Alguns ficaram esclarecidos, outros ainda confusos. Por fim, Wang Ye decretou:
— Nossas ventoinhas de chão serão vendidas a 280 unidades. As máquinas de lavar, que são de dois tambores, a 360. Esse valor é cerca de 10% mais barato que produtos similares no mercado e não exige cupom industrial; já basta para garantir nossas vendas!
Diante da decisão de Wang Ye, todos concordaram, mostrando-se receptivos. Ele então ordenou:
— Muito bem, embalem cinquenta ventoinhas. Vamos à cidade.
Li Baojun hesitou:
— Diretor, ainda não negociamos com a loja de departamentos. Não temos onde vender. Não seria melhor falar primeiro com o chefe Li do Departamento Industrial?
Os outros chefes concordaram; claramente pensavam que Wang Ye queria começar a vender. Mas ele sorriu, negando com a mão:
— Não, não vamos vender ainda. Desta vez vamos à cidade levar presentes para o Comitê Municipal, o Departamento Industrial, o Departamento de Comércio, o Departamento de Finanças, entre outros!
Todos arregalaram os olhos. Li Baojun olhou ao redor, baixando a voz:
— Diretor, dar presentes é errado! E nossas ventoinhas certamente venderão bem, não precisamos disso!

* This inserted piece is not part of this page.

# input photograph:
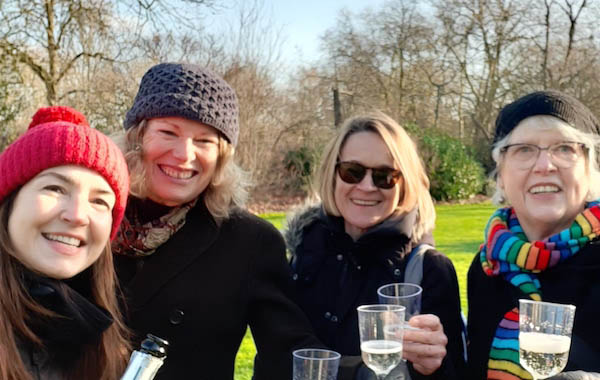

Diante daqueles jovens inocentes e preocupados, Wang Ye levantou-se, rindo e repreendendo:
— Acham que não sei que dar presentes é errado? Mas esta oferta não é aquela que vocês pensam! Vou explicar no caminho, vamos!
Entre olhares desconfiados, optaram por confiar e obedecer. Pouco depois, dois caminhões Jiefang emprestados pela fábrica, carregando cinquenta ventoinhas, rumaram ruidosamente para Yuntai.